"Did you hear what happened?" said my teacher to the rabbi, as we were all trying to figure out where to hang our wet coats. And then she turned to me. "Are you going to be gabbai sheni?"
Apparently the cantor and I were not the only ones in less than optimum health. One of the two Torah readers, a man who had been doing it every year on Yom Kippur for the past dozen, wrenched his back the night before and was unable to stand, let along hunch over a scroll. My teacher, who had learned High Holy Day trop when she was about twelve, was called into emergency service. So of course she could no longer fulfill her other role as second gabbai, following along with the reader to catch mistakes, since she now was the reader.
The rabbi hadn't planned to ask me, and was going to draft one of the student rabbis into service instead. "Do you want to do it?" she asked.
"Well, sure," I said. "I did it last year." True, last year I had more than a few minutes of warning, and was able to prepare for the occasion. But since then I had been gabbai sheni at the sunrise service of Shavuot, after staying up all night long in study. I was, in some strange, tentative way, starting to feel like an old hand at it.

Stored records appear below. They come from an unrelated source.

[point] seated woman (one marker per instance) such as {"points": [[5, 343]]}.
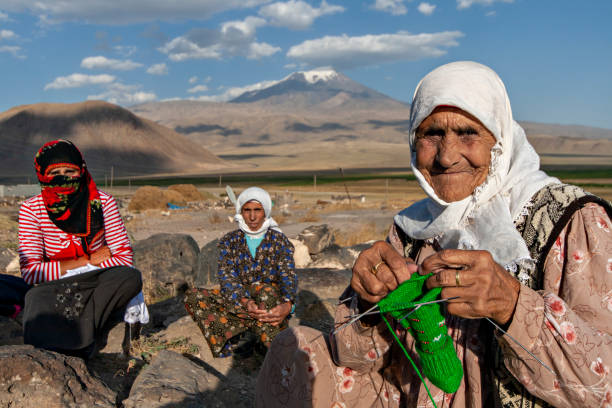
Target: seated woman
{"points": [[514, 248], [257, 280], [12, 295], [74, 247]]}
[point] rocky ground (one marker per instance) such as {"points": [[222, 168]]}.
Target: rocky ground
{"points": [[170, 364]]}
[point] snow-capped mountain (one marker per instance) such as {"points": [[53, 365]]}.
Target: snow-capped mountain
{"points": [[326, 88]]}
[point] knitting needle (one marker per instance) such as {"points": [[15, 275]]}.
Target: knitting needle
{"points": [[427, 303], [417, 305], [353, 320]]}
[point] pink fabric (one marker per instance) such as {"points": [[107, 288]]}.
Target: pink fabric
{"points": [[568, 326]]}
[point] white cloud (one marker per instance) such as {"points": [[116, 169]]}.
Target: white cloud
{"points": [[124, 12], [182, 48], [125, 50], [245, 28], [79, 80], [234, 92], [259, 50], [122, 94], [462, 4], [100, 62], [426, 8], [158, 69], [12, 49], [198, 88], [234, 38], [7, 35], [344, 52], [395, 7], [296, 14]]}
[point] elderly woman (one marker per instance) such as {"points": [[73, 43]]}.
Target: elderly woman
{"points": [[74, 247], [511, 245], [257, 280]]}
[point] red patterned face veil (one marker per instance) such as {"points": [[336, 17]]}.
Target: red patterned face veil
{"points": [[73, 203]]}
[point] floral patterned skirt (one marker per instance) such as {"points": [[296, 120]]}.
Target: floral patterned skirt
{"points": [[219, 320], [299, 372]]}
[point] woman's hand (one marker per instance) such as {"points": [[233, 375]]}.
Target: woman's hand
{"points": [[379, 270], [485, 289], [100, 255], [274, 316]]}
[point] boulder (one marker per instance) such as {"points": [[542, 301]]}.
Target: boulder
{"points": [[207, 265], [168, 262], [172, 380], [301, 256], [337, 257], [31, 377], [317, 238]]}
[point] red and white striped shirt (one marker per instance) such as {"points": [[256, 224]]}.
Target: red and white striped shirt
{"points": [[40, 240]]}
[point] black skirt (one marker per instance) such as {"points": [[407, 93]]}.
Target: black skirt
{"points": [[70, 314], [12, 294]]}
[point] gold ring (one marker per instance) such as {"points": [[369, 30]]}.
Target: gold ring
{"points": [[375, 267]]}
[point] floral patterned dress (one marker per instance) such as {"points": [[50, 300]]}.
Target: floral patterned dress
{"points": [[567, 325], [268, 278]]}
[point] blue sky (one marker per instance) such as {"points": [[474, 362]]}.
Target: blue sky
{"points": [[555, 57]]}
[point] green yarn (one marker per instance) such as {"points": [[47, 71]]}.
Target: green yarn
{"points": [[434, 345]]}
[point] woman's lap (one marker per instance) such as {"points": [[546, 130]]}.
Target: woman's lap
{"points": [[69, 313], [299, 372], [219, 320]]}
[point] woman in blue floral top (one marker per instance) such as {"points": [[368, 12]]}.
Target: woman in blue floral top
{"points": [[257, 279]]}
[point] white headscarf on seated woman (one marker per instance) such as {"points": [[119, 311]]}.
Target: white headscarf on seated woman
{"points": [[485, 219], [262, 197]]}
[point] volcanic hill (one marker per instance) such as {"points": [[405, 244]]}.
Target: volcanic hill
{"points": [[108, 136]]}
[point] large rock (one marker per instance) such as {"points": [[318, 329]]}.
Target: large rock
{"points": [[208, 264], [172, 380], [168, 262], [301, 257], [337, 257], [31, 377], [317, 238]]}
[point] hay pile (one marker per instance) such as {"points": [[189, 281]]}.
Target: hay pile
{"points": [[149, 197], [189, 191]]}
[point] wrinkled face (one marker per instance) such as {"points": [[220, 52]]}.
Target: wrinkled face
{"points": [[453, 152], [253, 214], [62, 171]]}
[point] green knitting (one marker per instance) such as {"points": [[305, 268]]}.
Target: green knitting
{"points": [[434, 345]]}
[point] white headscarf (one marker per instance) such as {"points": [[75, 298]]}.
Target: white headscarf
{"points": [[483, 220], [262, 197]]}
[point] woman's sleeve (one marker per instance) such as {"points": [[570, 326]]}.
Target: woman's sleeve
{"points": [[363, 349], [116, 236], [33, 267], [568, 326], [286, 268], [231, 288]]}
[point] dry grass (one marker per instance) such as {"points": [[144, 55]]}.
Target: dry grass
{"points": [[8, 233], [188, 191], [366, 232], [310, 216], [148, 347], [149, 197], [216, 218]]}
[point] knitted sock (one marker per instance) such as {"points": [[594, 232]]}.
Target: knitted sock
{"points": [[434, 345]]}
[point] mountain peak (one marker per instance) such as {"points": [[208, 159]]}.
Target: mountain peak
{"points": [[316, 75]]}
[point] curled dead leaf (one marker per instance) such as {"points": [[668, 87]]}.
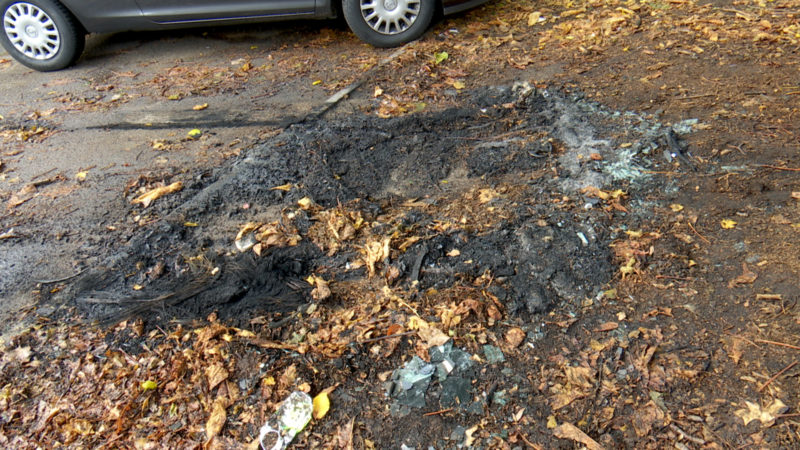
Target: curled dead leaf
{"points": [[569, 431], [150, 196], [515, 336], [747, 277], [217, 418]]}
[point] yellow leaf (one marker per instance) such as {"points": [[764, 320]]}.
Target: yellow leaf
{"points": [[321, 405], [305, 203], [634, 234], [216, 420], [627, 269], [149, 197], [766, 415], [284, 187]]}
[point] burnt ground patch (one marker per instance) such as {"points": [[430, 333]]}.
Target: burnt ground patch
{"points": [[439, 180]]}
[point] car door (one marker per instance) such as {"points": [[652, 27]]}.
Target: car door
{"points": [[172, 11]]}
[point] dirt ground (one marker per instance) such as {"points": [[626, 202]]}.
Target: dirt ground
{"points": [[545, 225]]}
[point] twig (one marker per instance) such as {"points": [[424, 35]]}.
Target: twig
{"points": [[774, 377], [381, 338], [667, 277], [687, 436], [435, 413], [696, 96], [698, 233], [524, 439], [59, 280], [789, 169], [764, 341]]}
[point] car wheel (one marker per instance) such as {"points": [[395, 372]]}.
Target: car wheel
{"points": [[40, 34], [388, 23]]}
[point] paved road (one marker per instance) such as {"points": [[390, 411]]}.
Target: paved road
{"points": [[123, 112]]}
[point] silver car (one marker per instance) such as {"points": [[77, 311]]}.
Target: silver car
{"points": [[49, 34]]}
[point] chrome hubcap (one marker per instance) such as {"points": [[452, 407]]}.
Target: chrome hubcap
{"points": [[390, 16], [31, 31]]}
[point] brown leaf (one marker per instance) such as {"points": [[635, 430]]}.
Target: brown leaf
{"points": [[344, 435], [515, 336], [433, 336], [217, 418], [569, 431], [215, 375], [321, 289], [608, 326], [766, 416], [150, 196], [747, 277], [735, 349], [644, 419]]}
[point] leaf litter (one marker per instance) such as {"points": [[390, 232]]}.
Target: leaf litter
{"points": [[626, 374]]}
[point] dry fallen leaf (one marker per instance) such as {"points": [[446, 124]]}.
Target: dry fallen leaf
{"points": [[766, 415], [321, 289], [321, 405], [217, 418], [515, 336], [215, 375], [149, 197], [645, 418], [433, 336], [569, 431], [608, 326], [747, 277]]}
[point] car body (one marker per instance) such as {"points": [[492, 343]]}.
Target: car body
{"points": [[49, 34]]}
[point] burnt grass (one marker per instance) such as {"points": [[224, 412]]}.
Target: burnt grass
{"points": [[543, 244], [542, 254]]}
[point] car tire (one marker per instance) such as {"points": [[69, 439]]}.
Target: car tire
{"points": [[40, 34], [388, 23]]}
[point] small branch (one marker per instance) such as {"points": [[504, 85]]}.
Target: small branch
{"points": [[691, 97], [781, 344], [667, 277], [381, 338], [788, 169], [436, 413], [774, 377], [59, 280], [698, 233], [686, 436]]}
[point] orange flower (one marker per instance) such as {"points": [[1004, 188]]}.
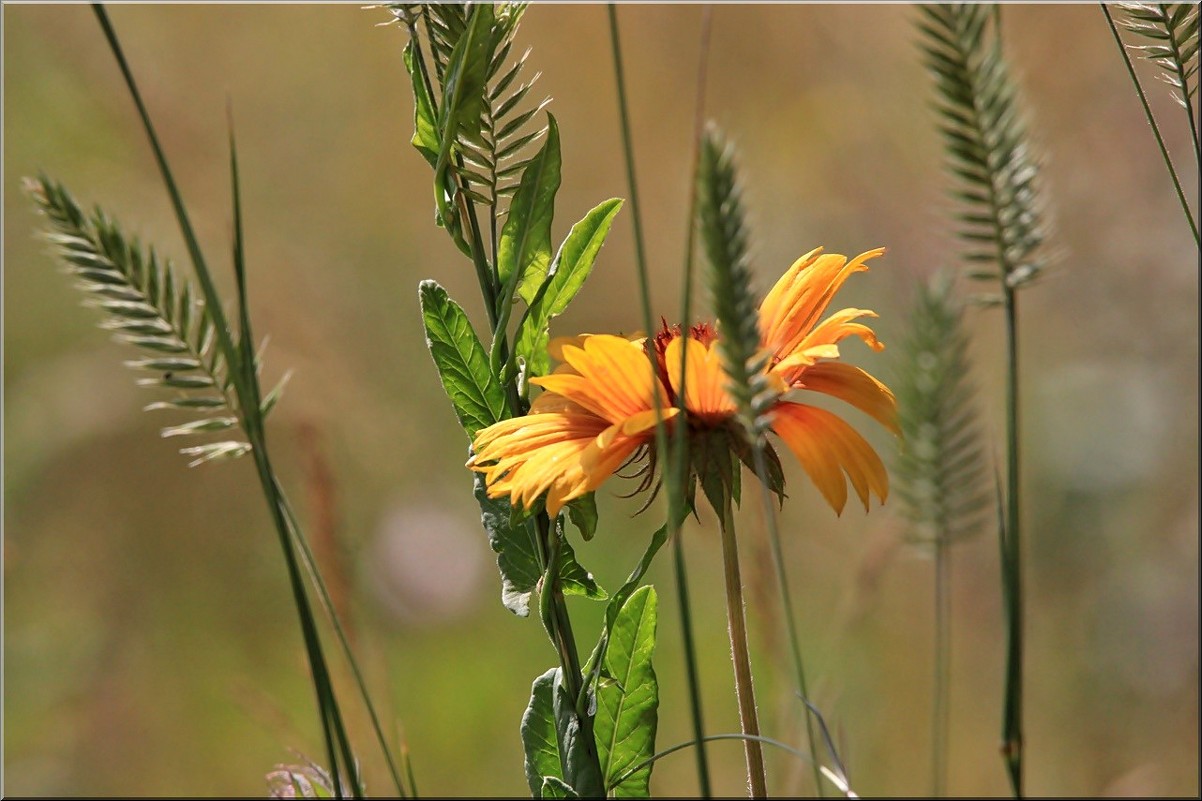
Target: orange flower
{"points": [[600, 405]]}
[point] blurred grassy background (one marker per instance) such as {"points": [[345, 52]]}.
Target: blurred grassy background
{"points": [[149, 642]]}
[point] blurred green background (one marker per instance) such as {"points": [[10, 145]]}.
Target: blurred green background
{"points": [[150, 647]]}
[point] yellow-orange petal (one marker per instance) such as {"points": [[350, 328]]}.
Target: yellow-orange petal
{"points": [[555, 346], [828, 449], [802, 296], [783, 296], [838, 327], [535, 455], [855, 386], [612, 378], [704, 384]]}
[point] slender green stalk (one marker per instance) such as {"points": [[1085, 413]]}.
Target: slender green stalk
{"points": [[690, 663], [1013, 699], [940, 708], [674, 475], [795, 647], [310, 564], [741, 654], [499, 303], [679, 456], [672, 749], [1155, 129], [245, 386]]}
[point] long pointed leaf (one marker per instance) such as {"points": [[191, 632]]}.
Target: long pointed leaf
{"points": [[628, 696], [463, 367]]}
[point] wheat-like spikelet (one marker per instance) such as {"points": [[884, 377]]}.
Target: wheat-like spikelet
{"points": [[986, 144], [148, 307]]}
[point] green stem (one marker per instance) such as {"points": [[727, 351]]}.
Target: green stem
{"points": [[327, 604], [679, 455], [674, 474], [940, 707], [1012, 747], [1155, 129], [690, 663], [778, 558], [331, 719], [741, 653]]}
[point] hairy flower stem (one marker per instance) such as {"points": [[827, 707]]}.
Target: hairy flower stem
{"points": [[737, 628]]}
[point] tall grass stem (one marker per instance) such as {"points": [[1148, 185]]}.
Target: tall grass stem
{"points": [[1155, 128], [741, 656], [786, 603]]}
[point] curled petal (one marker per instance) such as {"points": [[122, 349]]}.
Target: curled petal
{"points": [[828, 448], [838, 327], [857, 387], [610, 377], [802, 295]]}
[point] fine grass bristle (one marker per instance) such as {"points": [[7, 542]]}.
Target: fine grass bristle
{"points": [[736, 306], [941, 468], [148, 307], [1172, 30], [986, 144]]}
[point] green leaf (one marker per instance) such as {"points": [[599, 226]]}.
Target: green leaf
{"points": [[516, 556], [572, 265], [539, 737], [464, 95], [576, 747], [523, 254], [573, 579], [475, 393], [426, 137], [555, 788], [629, 696], [583, 514]]}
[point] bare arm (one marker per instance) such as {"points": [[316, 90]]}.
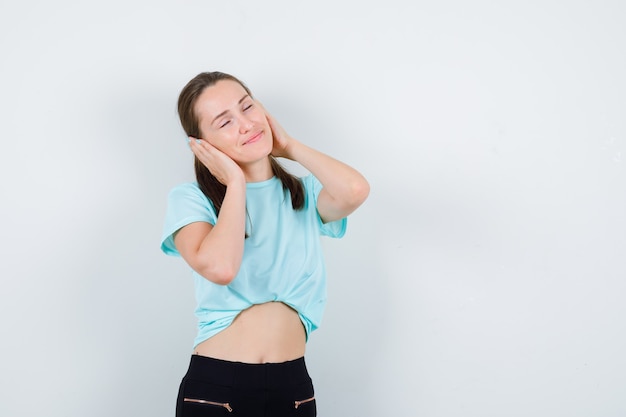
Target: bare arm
{"points": [[215, 251], [344, 188]]}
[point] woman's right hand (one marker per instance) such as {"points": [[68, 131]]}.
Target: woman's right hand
{"points": [[217, 162]]}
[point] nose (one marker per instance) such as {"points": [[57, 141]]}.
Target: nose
{"points": [[245, 124]]}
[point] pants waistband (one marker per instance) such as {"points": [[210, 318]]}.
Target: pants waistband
{"points": [[271, 375]]}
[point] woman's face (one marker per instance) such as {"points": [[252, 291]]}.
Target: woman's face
{"points": [[233, 122]]}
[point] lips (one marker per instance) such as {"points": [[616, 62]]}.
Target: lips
{"points": [[254, 138]]}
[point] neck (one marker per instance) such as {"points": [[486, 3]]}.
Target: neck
{"points": [[259, 171]]}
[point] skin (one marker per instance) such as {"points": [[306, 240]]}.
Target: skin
{"points": [[238, 135]]}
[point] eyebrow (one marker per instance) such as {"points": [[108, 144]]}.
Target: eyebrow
{"points": [[226, 111]]}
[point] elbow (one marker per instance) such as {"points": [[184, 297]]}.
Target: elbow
{"points": [[220, 275], [359, 191]]}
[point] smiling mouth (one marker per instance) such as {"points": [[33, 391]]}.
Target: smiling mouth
{"points": [[254, 138]]}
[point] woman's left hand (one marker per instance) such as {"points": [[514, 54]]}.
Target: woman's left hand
{"points": [[282, 140]]}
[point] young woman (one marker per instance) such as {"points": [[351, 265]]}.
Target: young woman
{"points": [[251, 233]]}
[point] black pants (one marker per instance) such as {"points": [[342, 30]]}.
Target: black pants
{"points": [[214, 387]]}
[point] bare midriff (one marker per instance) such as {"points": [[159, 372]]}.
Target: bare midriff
{"points": [[264, 333]]}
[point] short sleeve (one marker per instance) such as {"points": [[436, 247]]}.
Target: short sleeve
{"points": [[335, 229], [185, 204]]}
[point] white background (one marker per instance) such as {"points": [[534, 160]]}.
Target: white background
{"points": [[485, 275]]}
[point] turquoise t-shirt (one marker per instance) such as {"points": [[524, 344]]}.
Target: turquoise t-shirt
{"points": [[282, 258]]}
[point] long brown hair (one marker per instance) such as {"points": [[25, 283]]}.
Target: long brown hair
{"points": [[209, 185]]}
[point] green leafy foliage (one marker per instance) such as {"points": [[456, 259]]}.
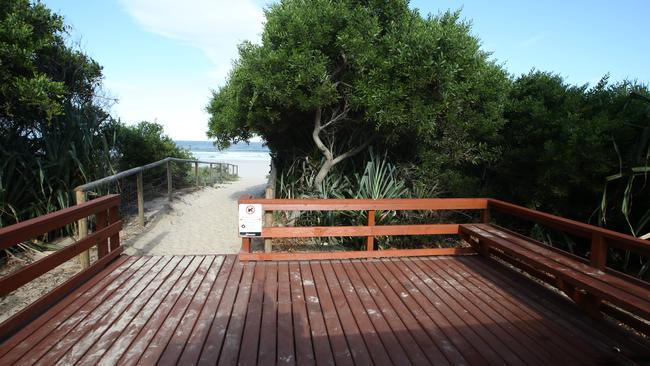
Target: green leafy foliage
{"points": [[418, 86], [560, 142], [142, 144], [51, 124]]}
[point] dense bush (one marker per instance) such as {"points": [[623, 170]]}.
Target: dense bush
{"points": [[331, 78], [51, 121], [142, 144], [55, 131]]}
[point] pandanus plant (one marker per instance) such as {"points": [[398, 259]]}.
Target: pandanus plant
{"points": [[634, 180]]}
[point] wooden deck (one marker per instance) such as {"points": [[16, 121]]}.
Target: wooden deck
{"points": [[216, 309]]}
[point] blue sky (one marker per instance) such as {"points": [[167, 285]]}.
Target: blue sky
{"points": [[161, 58]]}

"Terrific," said the rabbi. "So today we're all women here," she added. My synagogue is so egalitarian that no one ever seems to think about being egalitarian. This took some getting used to on my part, but once I did I couldn't imagine participating in any other way. (Most of the Torah readers are women, in fact, reflecting the many younger members motivated to learn what their grandmothers were not allowed to.) If the rabbi hadn't pointed out that everyone involved in the service was female, I might not have consciously registered it. But once she did, I began to kvell for my entire gender. I wondered what my father would have thought. I knew he would have been very proud.